Les Mikesell wrote:
Most of our machines have 5 or so NICs, each connected to special purpose subnets. And even the ones that only need 1 or 2 connections will have the same physical setup so the servers are reusable.
Trunk all the ports and use VLANs ?
Of course, but that's the point. If you've had old Cisco switches that didn't auto negotiate well, you'll have all of the connected equipment set to force full duplex. Then when you replace the switch you have to undo that - probably one subnet at a time. How do you manage real-world things like that with a configuration tool?
Set the new switches to be forced full duplex too and go in and fix the systems with a script or by hand, or just rebuild them (very few of my systems have data on their local drives that is valuable, everything is stored or transferred to centralized storage)
Easier than an ssh loop that does a 'yum update xxx' or similar command across a set of machines.
Depends on your needs, for me a ssh loop wouldn't cut it. It works ok on a tiny scale. Having a management system like puppet or cfengine also makes sure the state is kept the same. If someone goes in and changes the passwd file or overwrites ntp.conf cfengine reverts the change within the hour.
I can't quite deal with the idea of needing to abstract OS commands and doing it in a way that still only works with one OS. Why not either just automate the actual commands you need to run, or fix the commands in the first place if they are so bad that you have to abstract them into some new language. And RHEL/Centos boxes are a small part of the operation at the moment.

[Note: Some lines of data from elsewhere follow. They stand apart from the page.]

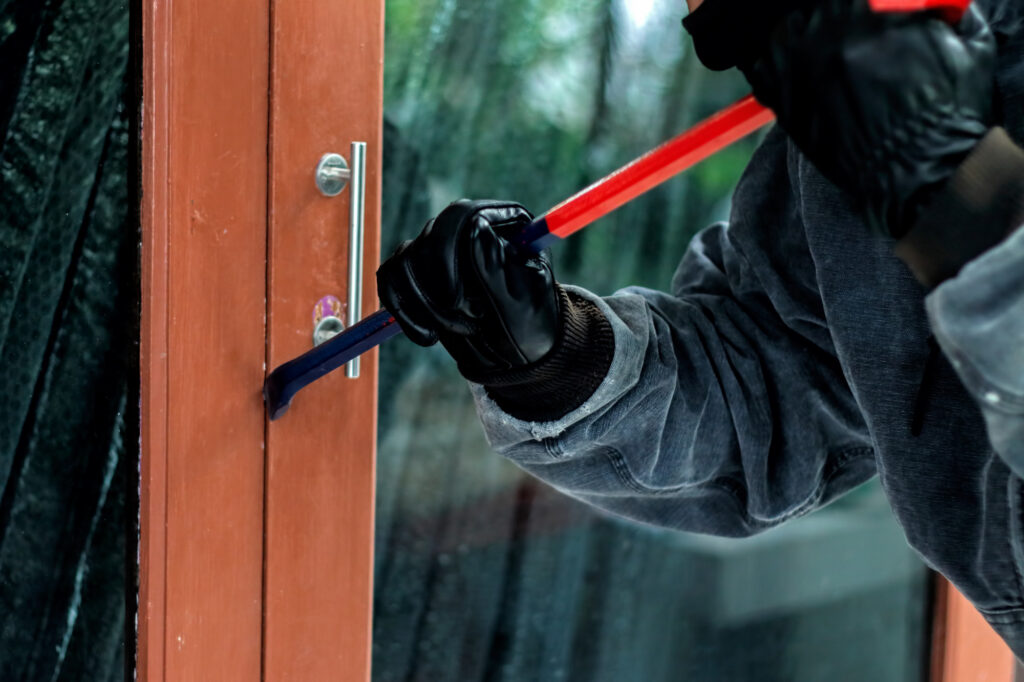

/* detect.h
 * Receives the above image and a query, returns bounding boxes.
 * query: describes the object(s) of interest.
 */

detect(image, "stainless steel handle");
[345,142,367,379]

It's not just commands, it's configuration as well, configuration that is different depending on the system's purpose, what data center it's located in, what time of day it is, what applications it's responsible for.
And that's supposed to be the easy way?
It is when you have as many moving parts as we do yes. I've tried other methods, for years I was using the ssh loop route because we were so slammed we had no time to learn a proper way to manage systems, once we learned the proper way things are soooo much easier.

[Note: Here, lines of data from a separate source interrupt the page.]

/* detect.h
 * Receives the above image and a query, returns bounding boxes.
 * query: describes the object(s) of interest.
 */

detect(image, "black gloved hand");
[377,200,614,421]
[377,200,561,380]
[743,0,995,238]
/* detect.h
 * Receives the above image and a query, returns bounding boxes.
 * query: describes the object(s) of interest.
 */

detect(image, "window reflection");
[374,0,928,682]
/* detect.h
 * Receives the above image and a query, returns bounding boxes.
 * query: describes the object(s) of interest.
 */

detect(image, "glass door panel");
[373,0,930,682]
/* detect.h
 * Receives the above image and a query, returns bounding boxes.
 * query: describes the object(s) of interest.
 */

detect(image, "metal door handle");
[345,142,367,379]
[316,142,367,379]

You wouldn't believe the lengthy list of commands needed to build a system from the ground up before I re-wrote everything so it is automated. And the lengthy list of commands only covered a couple particular type of systems. The rest were built from hand from memory. I had to go in and learn how everything was setup and automate it.
Right now I have roughly 150 classes of systems, each defines a subset of the infrastructure that gets a particular type of configuration enforced on it. Most of those systems are added into the classes dynamically by their host name or other system properties(such as a script to detect whether or not a system is a VM).
The head QA guy here was able to build his new VM-based environment in about 2 weeks(roughly 70 VMs) because of this, previously he said it would of taken many, many months.
Could you switch arbitrary boxes to windows or some other OS without changing what the operators see? If you are still tied to the arcana of the underlying system - and vulnerable to its changes, what does this get you?
cfengine runs on many systems windows included. I haven't run it myself on anything other than linux. I don't get involved with windows stuff, keeps my stress levels lower.
http://cfengine.com/pages/nova_supported_os
I use an older version of cfengine not the nova stuff.
So it all depends on what your needs are, certainly puppet and cfengine type tools are not for everyone, I wouldn't even recommend them for small deployments(say less than 50 servers). If your one person responsible for servers numbering in the hundreds, or your team is responsible for servers numbering in the thousands then tools like them are priceless.
nate